2023-03-05 08:05:00 ET
Summary
- TC Energy is a strong Canadian midstream player with a long history of dividend growth.
- It's seeing strong demand for natural gas transport and should benefit from growing global demand for LNG.
- I also highlight the dividend, balance sheet, valuation, and other important points.
Many baby boomers are ill-equipped for retirement, as indicated in a recent survey by Fortune Magazine. Who can blame them? As financial education is mostly self-taught and not covered in schools.
Schools are there to teach you how to be an employee, not how to become financially independent one day. That's why it's up to each and every individual investor to see the light and learn how to become passive income investors.
This starts by picking a basket of high quality dividend stocks that have stood the test of time. This brings me to TC Energy ( TRP ), which currently trades well under its 52-week high and a 6.6% yield. Let's explore why TRP may be a great choice at present for long-term income and growth.
Why TRP?
TC Energy is a leading energy infrastructure company operating pipelines, storage, and power generating assets in Canada, U.S., and Mexico. It has over 60K miles of oil and natural gas pipelines, more than 650 BcF of natural gas storage, and generates 4,200 MW of electric power.

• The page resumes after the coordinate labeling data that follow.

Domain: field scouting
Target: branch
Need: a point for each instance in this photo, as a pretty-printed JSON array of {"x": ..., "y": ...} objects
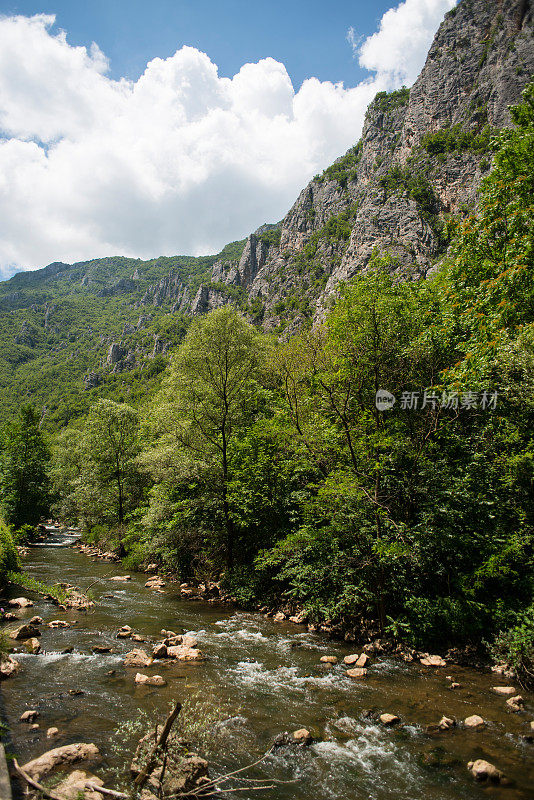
[{"x": 160, "y": 742}]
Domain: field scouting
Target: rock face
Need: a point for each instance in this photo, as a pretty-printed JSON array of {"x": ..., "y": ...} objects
[{"x": 480, "y": 60}]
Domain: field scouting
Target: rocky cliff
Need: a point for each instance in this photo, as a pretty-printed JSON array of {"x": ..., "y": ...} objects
[{"x": 419, "y": 163}]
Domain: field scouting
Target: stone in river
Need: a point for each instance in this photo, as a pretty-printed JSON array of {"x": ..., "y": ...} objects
[
  {"x": 357, "y": 672},
  {"x": 389, "y": 719},
  {"x": 474, "y": 721},
  {"x": 29, "y": 716},
  {"x": 137, "y": 658},
  {"x": 149, "y": 680},
  {"x": 485, "y": 772},
  {"x": 433, "y": 661},
  {"x": 60, "y": 756},
  {"x": 25, "y": 632},
  {"x": 20, "y": 602}
]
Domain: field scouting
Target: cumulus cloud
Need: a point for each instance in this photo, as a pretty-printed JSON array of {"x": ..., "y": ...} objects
[
  {"x": 179, "y": 161},
  {"x": 397, "y": 50}
]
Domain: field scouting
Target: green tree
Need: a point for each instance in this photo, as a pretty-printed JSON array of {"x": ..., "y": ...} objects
[
  {"x": 209, "y": 396},
  {"x": 24, "y": 484}
]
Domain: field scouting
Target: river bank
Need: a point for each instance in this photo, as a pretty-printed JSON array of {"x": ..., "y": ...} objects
[{"x": 260, "y": 678}]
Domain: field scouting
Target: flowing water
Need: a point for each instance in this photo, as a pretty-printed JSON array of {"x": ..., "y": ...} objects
[{"x": 262, "y": 678}]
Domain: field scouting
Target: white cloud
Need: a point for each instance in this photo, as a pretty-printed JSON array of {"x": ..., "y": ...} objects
[
  {"x": 179, "y": 161},
  {"x": 398, "y": 49}
]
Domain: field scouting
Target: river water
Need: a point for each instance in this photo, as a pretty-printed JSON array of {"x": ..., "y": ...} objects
[{"x": 260, "y": 678}]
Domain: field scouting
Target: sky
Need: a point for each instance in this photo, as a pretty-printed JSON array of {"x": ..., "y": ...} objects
[{"x": 174, "y": 127}]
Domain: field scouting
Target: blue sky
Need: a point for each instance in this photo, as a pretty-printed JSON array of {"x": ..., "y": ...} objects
[
  {"x": 137, "y": 129},
  {"x": 308, "y": 36}
]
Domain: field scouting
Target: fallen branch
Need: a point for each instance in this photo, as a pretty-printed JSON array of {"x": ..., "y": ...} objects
[
  {"x": 33, "y": 783},
  {"x": 160, "y": 743}
]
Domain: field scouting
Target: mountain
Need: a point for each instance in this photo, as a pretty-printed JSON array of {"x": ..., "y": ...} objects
[{"x": 70, "y": 333}]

TRP has a strong presence in the bitumen-rich Athabasca oil sands of the province of Alberta, Canada. Beyond that, TC also has presence in the gas-rich Marcellus and Utica shale basins in Appalachia, and its pipelines also carry gas to the U.S. Gulf Coast for export. This mission critical and moat-worthy collection of assets have enabled TC to deliver annual dividend growth for its shareholders for more than 2 decades.
TRP recently capped off a strong 2022, with comparable EBITDA growing by 6% YoY to $9.9 billion. This was driven by strong natural gas demand, as volumes grew by 5% YoY for the full year. This was capped off by a record delivery of 36.6 BcF of natural gas near the end of last year, on December 23rd.

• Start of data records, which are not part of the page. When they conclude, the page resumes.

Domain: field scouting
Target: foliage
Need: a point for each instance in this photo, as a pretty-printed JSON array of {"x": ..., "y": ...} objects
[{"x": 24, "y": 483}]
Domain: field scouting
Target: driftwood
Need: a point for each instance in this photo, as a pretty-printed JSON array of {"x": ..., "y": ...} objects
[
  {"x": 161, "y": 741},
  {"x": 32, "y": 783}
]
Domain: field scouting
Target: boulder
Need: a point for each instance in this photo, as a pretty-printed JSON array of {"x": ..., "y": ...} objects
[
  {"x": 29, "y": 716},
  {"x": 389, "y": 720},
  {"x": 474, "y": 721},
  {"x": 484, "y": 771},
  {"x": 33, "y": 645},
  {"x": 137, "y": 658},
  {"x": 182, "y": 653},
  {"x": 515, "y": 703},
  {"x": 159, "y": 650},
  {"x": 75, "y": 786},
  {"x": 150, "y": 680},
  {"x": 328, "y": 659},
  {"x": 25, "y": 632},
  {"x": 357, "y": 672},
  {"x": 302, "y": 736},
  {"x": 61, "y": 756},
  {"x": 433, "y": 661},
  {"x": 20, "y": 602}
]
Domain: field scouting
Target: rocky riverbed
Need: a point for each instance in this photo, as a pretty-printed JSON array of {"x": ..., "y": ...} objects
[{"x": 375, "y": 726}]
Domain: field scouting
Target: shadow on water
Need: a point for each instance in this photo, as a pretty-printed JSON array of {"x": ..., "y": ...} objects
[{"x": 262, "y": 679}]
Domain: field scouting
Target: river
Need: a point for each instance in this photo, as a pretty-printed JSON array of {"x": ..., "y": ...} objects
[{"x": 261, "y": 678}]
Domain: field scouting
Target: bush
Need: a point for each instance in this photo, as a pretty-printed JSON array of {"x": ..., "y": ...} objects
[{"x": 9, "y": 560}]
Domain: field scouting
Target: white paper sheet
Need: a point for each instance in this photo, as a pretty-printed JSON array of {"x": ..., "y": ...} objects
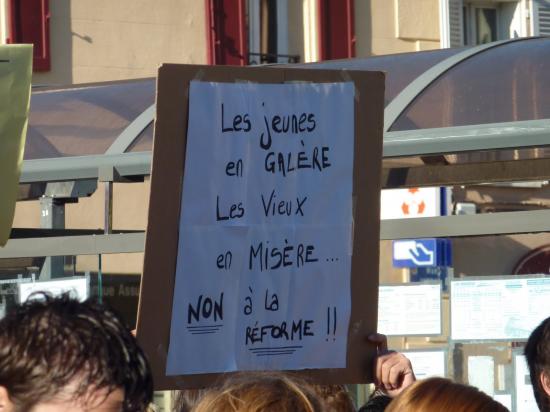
[
  {"x": 409, "y": 309},
  {"x": 481, "y": 373},
  {"x": 264, "y": 255},
  {"x": 77, "y": 287},
  {"x": 498, "y": 308}
]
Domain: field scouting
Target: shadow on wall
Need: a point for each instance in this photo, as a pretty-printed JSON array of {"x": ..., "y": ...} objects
[
  {"x": 493, "y": 255},
  {"x": 61, "y": 46}
]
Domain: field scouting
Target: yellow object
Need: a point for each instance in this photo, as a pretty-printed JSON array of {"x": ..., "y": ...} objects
[{"x": 15, "y": 92}]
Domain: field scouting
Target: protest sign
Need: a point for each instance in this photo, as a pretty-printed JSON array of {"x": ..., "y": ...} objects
[
  {"x": 262, "y": 241},
  {"x": 15, "y": 93}
]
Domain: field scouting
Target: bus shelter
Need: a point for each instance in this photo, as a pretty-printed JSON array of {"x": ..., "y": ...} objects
[{"x": 475, "y": 121}]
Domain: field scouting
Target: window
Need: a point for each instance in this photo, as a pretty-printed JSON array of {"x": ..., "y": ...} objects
[
  {"x": 29, "y": 23},
  {"x": 226, "y": 32},
  {"x": 470, "y": 22}
]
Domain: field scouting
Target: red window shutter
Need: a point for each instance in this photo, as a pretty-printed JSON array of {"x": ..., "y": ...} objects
[
  {"x": 337, "y": 33},
  {"x": 30, "y": 23},
  {"x": 226, "y": 25}
]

Moreover, TRP is making good headway in the LNG business, as its share of U.S. feed gas deliveries grew from 25% to 30% last year, with management aiming to increase share to 35% over the next 5 years. The LNG business appears to be attractive considering its capacity for seaborne transport to Europe, which has faced natural gas supply disruptions from Russia. In fact, European countries including the UK imported 121 million tons of LNG last year, up 60% from 2021.

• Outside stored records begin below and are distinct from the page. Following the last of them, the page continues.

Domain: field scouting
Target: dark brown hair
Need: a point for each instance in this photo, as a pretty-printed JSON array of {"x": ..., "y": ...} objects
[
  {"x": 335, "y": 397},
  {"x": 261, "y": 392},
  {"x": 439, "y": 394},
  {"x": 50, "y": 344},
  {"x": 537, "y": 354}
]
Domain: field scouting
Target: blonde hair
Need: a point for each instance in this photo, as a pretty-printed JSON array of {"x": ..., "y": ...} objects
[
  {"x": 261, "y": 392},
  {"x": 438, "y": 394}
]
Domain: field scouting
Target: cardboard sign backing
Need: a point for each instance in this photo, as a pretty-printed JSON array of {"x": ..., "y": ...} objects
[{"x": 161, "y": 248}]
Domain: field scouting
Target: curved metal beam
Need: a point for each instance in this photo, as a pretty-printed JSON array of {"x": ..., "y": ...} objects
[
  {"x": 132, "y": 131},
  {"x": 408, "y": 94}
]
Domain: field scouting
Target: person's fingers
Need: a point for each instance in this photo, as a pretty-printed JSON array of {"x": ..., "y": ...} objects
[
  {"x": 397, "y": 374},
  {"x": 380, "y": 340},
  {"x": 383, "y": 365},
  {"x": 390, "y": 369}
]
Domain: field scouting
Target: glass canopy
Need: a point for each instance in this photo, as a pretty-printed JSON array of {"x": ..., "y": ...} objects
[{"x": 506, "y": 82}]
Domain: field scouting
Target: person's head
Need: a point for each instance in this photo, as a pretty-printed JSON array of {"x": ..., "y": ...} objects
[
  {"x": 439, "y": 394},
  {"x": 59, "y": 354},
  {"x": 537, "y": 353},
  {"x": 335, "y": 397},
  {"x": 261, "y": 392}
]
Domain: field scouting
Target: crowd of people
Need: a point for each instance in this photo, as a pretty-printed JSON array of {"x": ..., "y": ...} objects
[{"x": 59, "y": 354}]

Looking ahead, TRP could see meaningful growth from its Coastal GasLink project. This project would carry natural gas across British Columbia from the Western Canadian Sedimentary Basin at Dawson Creek to the Canadian west coast, where it can be converted into LNG for export, opening up new markets for natural gas in Asia. This project is ahead of schedule with a high completion rate thus far. Management noted this and other capital deployments during the recent conference call :
The Coastal Gaslink project has now reached 84% overall progress, and we have line of sight to our mechanical completion target of year-end 2023. While we have faced significant challenges, our teams in the field are working tirelessly to complete the project in the highest safety and quality standards in the pipeline industry while executing the remaining scope at the lowest possible cost.
We sanctioned $8.8 billion of projects that are expected to generate a weighted average unlevered after-tax IRR that is above our historical range. While we expect to sanction additional high-quality opportunities, novel projects sanctioned will have significant capital requirements over the next few years.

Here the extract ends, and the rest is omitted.